In Bad Taste: Evidence for the Oral Origins of Moral Disgust

The last issue of Science reports a fascinating piece of research on the facial display of disgust among participants whom have been treated unfairly in an economic game. Here is the abstract:

In common parlance, moral transgressions “leave a bad taste in the mouth.” This metaphor implies a link between moral disgust and more primitive forms of disgust related to toxicity and disease, yet convincing evidence for this relationship is still lacking. We tested directly the primitive oral origins of moral disgust by searching for similarity in the facial motor activity evoked by gustatory distaste (elicited by unpleasant tastes), basic disgust (elicited by photographs of contaminants), and moral disgust (elicited by unfair treatment in an economic game). We found that all three states evoked activation of the levator labii muscle region of the face, characteristic of an oral-nasal rejection response. These results suggest that immorality elicits the same disgust as disease vectors and bad tastes.
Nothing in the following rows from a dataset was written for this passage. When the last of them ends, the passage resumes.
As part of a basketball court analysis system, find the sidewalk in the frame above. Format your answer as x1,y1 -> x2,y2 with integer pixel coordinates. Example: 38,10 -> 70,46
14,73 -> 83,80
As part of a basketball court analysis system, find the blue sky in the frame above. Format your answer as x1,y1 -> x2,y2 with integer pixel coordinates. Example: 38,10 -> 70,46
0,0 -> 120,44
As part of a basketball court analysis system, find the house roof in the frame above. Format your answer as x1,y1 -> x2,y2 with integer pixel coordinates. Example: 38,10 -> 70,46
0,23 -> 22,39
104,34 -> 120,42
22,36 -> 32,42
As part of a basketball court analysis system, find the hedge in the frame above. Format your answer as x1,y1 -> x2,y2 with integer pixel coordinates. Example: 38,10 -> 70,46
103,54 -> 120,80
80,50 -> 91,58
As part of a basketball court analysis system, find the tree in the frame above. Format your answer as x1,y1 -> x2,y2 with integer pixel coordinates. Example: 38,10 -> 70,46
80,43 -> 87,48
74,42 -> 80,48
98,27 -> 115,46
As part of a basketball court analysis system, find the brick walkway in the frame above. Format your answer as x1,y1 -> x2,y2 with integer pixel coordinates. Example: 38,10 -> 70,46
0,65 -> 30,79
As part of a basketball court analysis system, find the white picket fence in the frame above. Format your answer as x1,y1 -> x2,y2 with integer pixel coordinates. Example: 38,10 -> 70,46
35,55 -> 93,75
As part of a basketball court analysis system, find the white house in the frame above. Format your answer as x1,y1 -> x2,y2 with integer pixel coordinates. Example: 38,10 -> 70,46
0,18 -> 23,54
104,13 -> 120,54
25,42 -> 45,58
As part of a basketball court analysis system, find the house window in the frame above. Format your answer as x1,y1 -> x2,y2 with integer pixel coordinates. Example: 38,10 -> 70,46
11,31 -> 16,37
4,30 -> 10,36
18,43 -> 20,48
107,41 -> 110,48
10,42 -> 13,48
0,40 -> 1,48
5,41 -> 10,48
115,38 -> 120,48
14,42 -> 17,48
Following anthropologist Richard Schweder, psychologist Jonathan Haidt has proposed that some of our moral judgments (about incest, purity, or chastity) come from our “sense of disgust”. Do these results argue in favour of such a theory of morality ?
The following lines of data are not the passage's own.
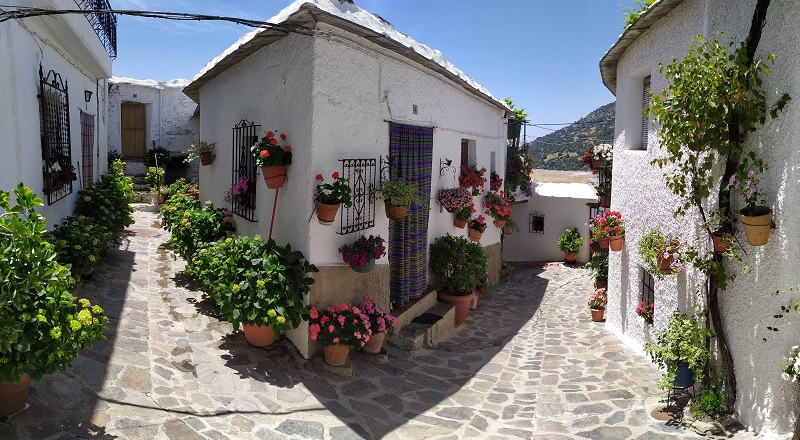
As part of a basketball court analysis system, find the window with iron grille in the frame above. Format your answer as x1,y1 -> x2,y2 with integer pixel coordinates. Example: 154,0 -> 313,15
39,65 -> 72,205
639,76 -> 650,150
230,119 -> 261,222
81,110 -> 94,188
528,212 -> 544,234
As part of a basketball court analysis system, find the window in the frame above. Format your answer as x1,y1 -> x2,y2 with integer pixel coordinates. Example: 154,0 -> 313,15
39,65 -> 77,205
528,212 -> 544,234
81,111 -> 94,188
639,76 -> 651,150
230,119 -> 261,222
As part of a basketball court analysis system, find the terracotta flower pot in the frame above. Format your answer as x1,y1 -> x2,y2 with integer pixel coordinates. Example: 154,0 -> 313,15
317,201 -> 340,226
608,235 -> 625,252
0,374 -> 31,417
469,228 -> 483,243
200,152 -> 214,167
324,344 -> 350,367
361,332 -> 386,354
739,206 -> 772,246
242,325 -> 275,347
436,292 -> 475,325
261,165 -> 287,189
384,201 -> 408,220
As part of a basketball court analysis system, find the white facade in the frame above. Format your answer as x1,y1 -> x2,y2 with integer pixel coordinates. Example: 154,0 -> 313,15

Surprisingly, the authors are very cautious about interpreting their results in favour of a theory of morality based on disgust (and in their commentary, in the same issue, Rozin, Haidt and Finchner are quite cautious too in using these results to support their theory). It may be because such results go actually against Schweder and Haidt’s theory. Indeed, in Chapman et al.’s experiment, moral disgust is elicited by a moral transgression (unfairness) unrelated to the “ethics of purity”. Furthermore, these results go in the same direction than recent experiments which have shown that disgust is not specifically linked to the ethics of purity (Schnall, Haidt, Clore, & Jordan, 2008; Simone, Benton, & Harvey, in press).

If moral judgment is not based on disgust, then why has disgust been exapted from contamination to moral cognition? Following Darwin, the authors suggest that

Configuration of emotional facial expressions has evolved from a functional role in regulating sensory intake. These ancestral configurations may later have proven useful as social signals, assuming a new function without needing to change their basic form.

The authors do not speculate further. But we can complement their suggestion. Disgust might have been exapted for communication. The old facial display of rejection (selected to signal contaminated substances) could have been reused to communicate rejection of some behaviour or some immoral individuals. To sum up, it may be the case that moral judgment have nothing to with disgust. Disgust is just a way to convey moral evaluations.